Da sich im gegenständlichen Fall nicht ergeben hat, dass die Rückkehrentscheidung auf Dauer unzulässig wäre, war gemäß § 75 Abs. 20 AsylG 2005 idgF das Verfahren zur Prüfung der Zulässigkeit einer Rückkehrentscheidung an das BFA zurückzuverweisen.
Das BFA wird daher nach der nunmehr geltenden Rechtslage die Erlassung einer Rückkehrentscheidung neu zu prüfen haben.
4. Entfall einer mündlichen Verhandlung
Gemäß § 21 Abs. 7 BFA-VG kann eine mündliche Verhandlung unterbleiben, wenn der Sachverhalt aus der Aktenlage in Verbindung mit der Beschwerde geklärt erscheint oder sich aus den bisherigen Ermittlungen zweifelsfrei ergibt, dass das Vorbringen nicht den Tatsachen entspricht. Im Übrigen gilt § 24 VwGVG.
Der Sachverhalt ist zusammengefasst, wie dargestellt, aus der Aktenlage in Verbindung mit der Beschwerde als geklärt anzusehen (entspricht der bisherigen Judikatur zum § 67d AVG, wobei darauf hinzuweisen ist, dass § 24 VwGVG dem aufgehobenen § 67d AVG entspricht).
Es ergab sich sohin auch kein Hinweis auf die Notwendigkeit, den maßgeblichen Sachverhalt mit dem Beschwerdeführer zu erörtern (vgl. VwGH 23.01.2003, 2002/20/0533, VwGH 01.04.2004, 2001/20/0291).
Was das Vorbringen des Beschwerdeführers in der Beschwerde betrifft, so findet sich in dieser kein Tatsachenvorbringen, welches zu einem anderen Verfahrensausgang führen könnte. Es hat sich daher aus Sicht des Bundesverwaltungsgerichts keine Notwendigkeit ergeben, den als geklärt erscheinenden Sachverhalt mit dem Beschwerdeführer näher zu erörtern.
Im gegenständlichen Fall ist dem angefochtenen Bescheid ein umfassendes Ermittlungsverfahren durch das Bundesasylamt vorangegangen. Für die in der Beschwerde behauptete Mangelhaftigkeit des Verfahrens ergeben sich aus der Sicht des Bundesverwaltungsgerichtes keinerlei Anhaltspunkte. Vielmehr wurde den Grundsätzen der Amtswegigkeit, der freien Beweiswürdigung, der Erforschung der materiellen Wahrheit und des Parteiengehörs entsprochen. So ist die belangte Behörde ihrer Ermittlungspflicht durch detaillierte Befragung sowie mehrmalige Belehrung der beschwerdeführenden Partei über ihre Mitwirkungspflichten nachgekommen. Der Sachverhalt wurde nach Durchführung eines ordnungsgemäßen Ermittlungsverfahrens unter schlüssiger Beweiswürdigung des Bundesasylamtes festgestellt und es wurde in der Beschwerde auch kein dem Ergebnis des Ermittlungsverfahrens der belangten Behörde entgegenstehender oder darüber hinausgehender Sachverhalt in konkreter und substantiierter Weise behauptet.
Zu Spruchteil B):
Gemäß § 25a Abs. 1 des Verwaltungsgerichtshofgesetzes 1985 (VwGG), BGBl. Nr. 10/1985 idgF, hat das Verwaltungsgericht im Spruch seines Erkenntnisses oder Beschlusses auszusprechen, ob die Revision gemäß Art. 133 Abs. 4 B-VG zulässig ist. Der Ausspruch ist kurz zu begründen.
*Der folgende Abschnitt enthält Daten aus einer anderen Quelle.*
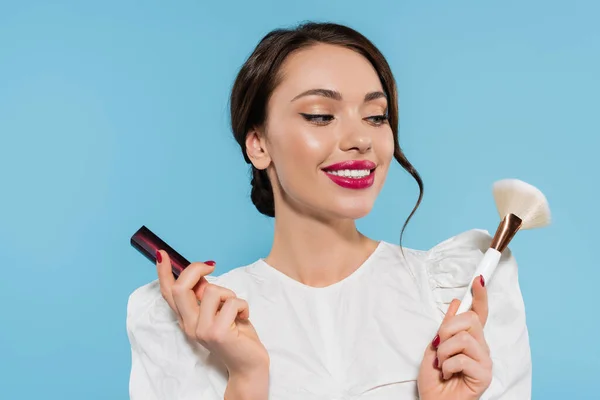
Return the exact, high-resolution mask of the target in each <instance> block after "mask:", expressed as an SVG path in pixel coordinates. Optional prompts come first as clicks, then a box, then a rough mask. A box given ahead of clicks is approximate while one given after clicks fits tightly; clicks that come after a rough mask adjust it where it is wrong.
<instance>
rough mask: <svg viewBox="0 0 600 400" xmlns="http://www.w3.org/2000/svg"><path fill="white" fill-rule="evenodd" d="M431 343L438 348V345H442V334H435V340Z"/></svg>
mask: <svg viewBox="0 0 600 400" xmlns="http://www.w3.org/2000/svg"><path fill="white" fill-rule="evenodd" d="M431 344H432V345H433V347H434V348H436V349H437V347H438V346H439V345H440V335H435V338H433V342H431Z"/></svg>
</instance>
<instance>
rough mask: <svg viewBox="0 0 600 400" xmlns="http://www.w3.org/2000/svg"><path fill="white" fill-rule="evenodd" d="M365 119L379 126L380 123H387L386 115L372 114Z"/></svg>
mask: <svg viewBox="0 0 600 400" xmlns="http://www.w3.org/2000/svg"><path fill="white" fill-rule="evenodd" d="M365 119H366V120H367V121H369V122H370V123H372V124H373V125H375V126H380V125H384V124H385V123H387V121H388V116H387V115H372V116H370V117H367V118H365Z"/></svg>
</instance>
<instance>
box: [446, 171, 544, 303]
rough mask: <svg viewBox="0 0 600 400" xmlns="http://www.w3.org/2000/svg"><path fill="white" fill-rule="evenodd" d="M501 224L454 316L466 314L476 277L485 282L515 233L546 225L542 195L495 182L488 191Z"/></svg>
mask: <svg viewBox="0 0 600 400" xmlns="http://www.w3.org/2000/svg"><path fill="white" fill-rule="evenodd" d="M492 192H493V195H494V200H495V201H496V208H497V209H498V214H500V218H501V222H500V224H499V225H498V229H497V230H496V233H495V234H494V238H493V239H492V243H491V244H490V248H489V249H487V251H486V252H485V254H484V256H483V258H482V259H481V261H480V262H479V264H478V265H477V268H476V269H475V273H474V274H473V277H472V278H471V281H470V282H469V287H468V289H467V293H466V294H465V296H464V297H463V299H462V301H461V303H460V307H459V308H458V311H457V312H456V314H460V313H463V312H465V311H468V310H469V309H470V308H471V305H472V304H473V294H472V293H471V289H472V286H473V280H474V279H475V277H476V276H479V275H483V279H484V280H485V282H489V281H490V279H491V277H492V275H493V273H494V271H495V270H496V267H497V266H498V263H499V262H500V257H501V254H502V251H504V249H506V247H507V246H508V244H509V243H510V241H511V240H512V239H513V237H514V236H515V234H516V233H517V232H518V231H519V230H523V229H536V228H542V227H544V226H547V225H549V224H550V220H551V218H550V207H549V206H548V201H547V200H546V196H544V194H543V193H542V192H541V191H540V190H539V189H538V188H536V187H534V186H532V185H530V184H528V183H526V182H523V181H521V180H518V179H503V180H500V181H497V182H495V183H494V185H493V189H492Z"/></svg>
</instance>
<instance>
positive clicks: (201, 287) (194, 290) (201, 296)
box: [194, 261, 216, 300]
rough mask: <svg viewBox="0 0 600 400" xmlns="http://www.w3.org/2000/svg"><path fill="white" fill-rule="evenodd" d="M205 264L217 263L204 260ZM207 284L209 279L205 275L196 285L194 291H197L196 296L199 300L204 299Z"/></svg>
mask: <svg viewBox="0 0 600 400" xmlns="http://www.w3.org/2000/svg"><path fill="white" fill-rule="evenodd" d="M203 264H206V265H208V266H211V267H214V266H215V265H216V263H215V262H214V261H204V263H203ZM206 285H208V280H207V279H206V278H204V277H203V278H202V279H200V282H198V283H197V284H196V286H194V293H196V298H197V299H198V300H201V299H202V293H204V289H205V288H206Z"/></svg>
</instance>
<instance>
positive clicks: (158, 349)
mask: <svg viewBox="0 0 600 400" xmlns="http://www.w3.org/2000/svg"><path fill="white" fill-rule="evenodd" d="M126 325H127V335H128V337H129V342H130V344H131V373H130V380H129V396H130V398H131V399H132V400H167V399H169V400H173V399H178V400H183V399H190V400H191V399H194V400H198V399H202V400H217V399H218V400H222V399H223V394H224V392H225V387H226V384H227V375H226V369H225V368H224V366H223V365H221V364H220V363H218V362H217V361H216V360H214V358H213V357H211V355H210V353H209V352H208V351H207V350H206V349H204V348H203V347H202V346H201V345H199V344H197V343H192V342H191V341H189V340H187V338H186V337H185V335H184V334H183V332H182V331H181V329H180V328H179V325H178V323H177V318H176V316H175V313H174V312H173V311H172V310H171V308H170V307H169V305H168V303H167V302H166V301H165V300H164V299H163V297H162V295H161V294H160V288H159V284H158V281H154V282H152V283H149V284H147V285H145V286H142V287H140V288H138V289H137V290H135V291H134V292H133V293H132V294H131V295H130V296H129V301H128V304H127V320H126Z"/></svg>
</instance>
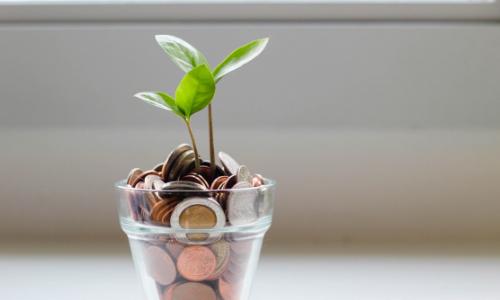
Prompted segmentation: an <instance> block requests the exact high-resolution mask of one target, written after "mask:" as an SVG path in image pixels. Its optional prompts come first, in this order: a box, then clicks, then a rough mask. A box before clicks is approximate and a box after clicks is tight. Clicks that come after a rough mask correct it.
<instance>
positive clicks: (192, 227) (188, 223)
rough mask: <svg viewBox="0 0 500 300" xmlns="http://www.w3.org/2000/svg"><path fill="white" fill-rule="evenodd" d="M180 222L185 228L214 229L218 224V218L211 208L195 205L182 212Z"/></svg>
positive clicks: (192, 228)
mask: <svg viewBox="0 0 500 300" xmlns="http://www.w3.org/2000/svg"><path fill="white" fill-rule="evenodd" d="M179 221H180V222H179V223H180V224H181V226H182V227H183V228H189V229H196V228H212V227H214V226H215V224H216V223H217V217H216V216H215V213H214V211H213V210H212V209H210V208H209V207H207V206H204V205H193V206H190V207H188V208H186V209H185V210H184V211H182V213H181V215H180V218H179Z"/></svg>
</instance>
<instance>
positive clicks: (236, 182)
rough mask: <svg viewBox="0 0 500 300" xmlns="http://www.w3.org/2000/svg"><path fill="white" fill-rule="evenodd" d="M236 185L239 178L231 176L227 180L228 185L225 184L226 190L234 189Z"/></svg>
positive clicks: (234, 175)
mask: <svg viewBox="0 0 500 300" xmlns="http://www.w3.org/2000/svg"><path fill="white" fill-rule="evenodd" d="M236 183H238V176H237V175H231V176H229V177H228V178H227V180H226V183H225V184H224V189H232V188H233V186H234V185H235V184H236Z"/></svg>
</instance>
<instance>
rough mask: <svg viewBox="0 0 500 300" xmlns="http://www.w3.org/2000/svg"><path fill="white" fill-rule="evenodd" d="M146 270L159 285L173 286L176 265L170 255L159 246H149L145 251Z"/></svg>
mask: <svg viewBox="0 0 500 300" xmlns="http://www.w3.org/2000/svg"><path fill="white" fill-rule="evenodd" d="M144 257H145V260H146V270H147V272H148V274H149V276H151V277H152V278H153V279H154V280H155V281H156V282H157V283H159V284H162V285H168V284H171V283H172V282H173V281H174V280H175V278H176V276H177V272H176V270H175V264H174V261H173V260H172V258H171V257H170V255H168V253H167V252H165V251H164V250H163V249H161V248H160V247H157V246H149V247H148V248H146V250H145V251H144Z"/></svg>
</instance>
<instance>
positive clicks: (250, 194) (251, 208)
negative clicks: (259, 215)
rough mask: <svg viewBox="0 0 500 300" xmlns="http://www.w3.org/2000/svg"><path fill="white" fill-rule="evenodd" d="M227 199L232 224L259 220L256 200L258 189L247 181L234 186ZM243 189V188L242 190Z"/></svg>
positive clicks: (250, 221)
mask: <svg viewBox="0 0 500 300" xmlns="http://www.w3.org/2000/svg"><path fill="white" fill-rule="evenodd" d="M233 189H234V191H232V192H231V193H230V194H229V196H228V199H227V217H228V219H229V222H230V223H231V224H232V225H244V224H249V223H253V222H255V221H256V220H257V211H256V200H257V196H258V191H257V190H256V189H252V185H251V184H250V183H248V182H246V181H241V182H238V183H237V184H235V185H234V186H233ZM240 189H241V190H240Z"/></svg>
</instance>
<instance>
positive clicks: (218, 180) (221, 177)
mask: <svg viewBox="0 0 500 300" xmlns="http://www.w3.org/2000/svg"><path fill="white" fill-rule="evenodd" d="M227 178H228V176H225V175H223V176H219V177H217V178H215V179H214V181H212V184H211V185H210V189H211V190H216V189H218V188H219V187H220V186H221V185H222V184H223V183H224V182H225V181H226V180H227Z"/></svg>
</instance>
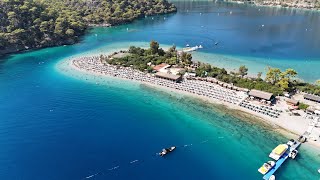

Die Revision gegen die gegenständliche Entscheidung ist gemäß Art. 133 Abs. 4 B-VG nicht zulässig, weil die Entscheidung nicht von der Lösung einer Rechtsfrage abhängt, der grundsätzliche Bedeutung zukommt. Weder weicht die gegenständliche Entscheidung von der bisherigen Rechtsprechung des Verwaltungsgerichtshofes ab, noch fehlt es an einer Rechtsprechung; weiters ist die vorliegende Rechtsprechung des Verwaltungsgerichtshofes auch nicht als uneinheitlich zu beurteilen. Auch liegen keine sonstigen Hinweise auf eine grundsätzliche Bedeutung der zu lösenden Rechtsfrage vor. Konkrete Rechtsfragen grundsätzlicher Bedeutung sind weder in der gegenständlichen Beschwerde vorgebracht worden noch im Verfahren vor dem Bundesverwaltungsgericht hervorgekommen.
Die oben in der rechtlichen Beurteilung angeführte Judikatur des VwGH ist zwar zu früheren Rechtslagen ergangen, sie ist jedoch nach Ansicht des erkennenden Gerichts auf die inhaltlich meist völlig gleichlautenden Bestimmungen der nunmehr geltenden Rechtslage unverändert übertragbar.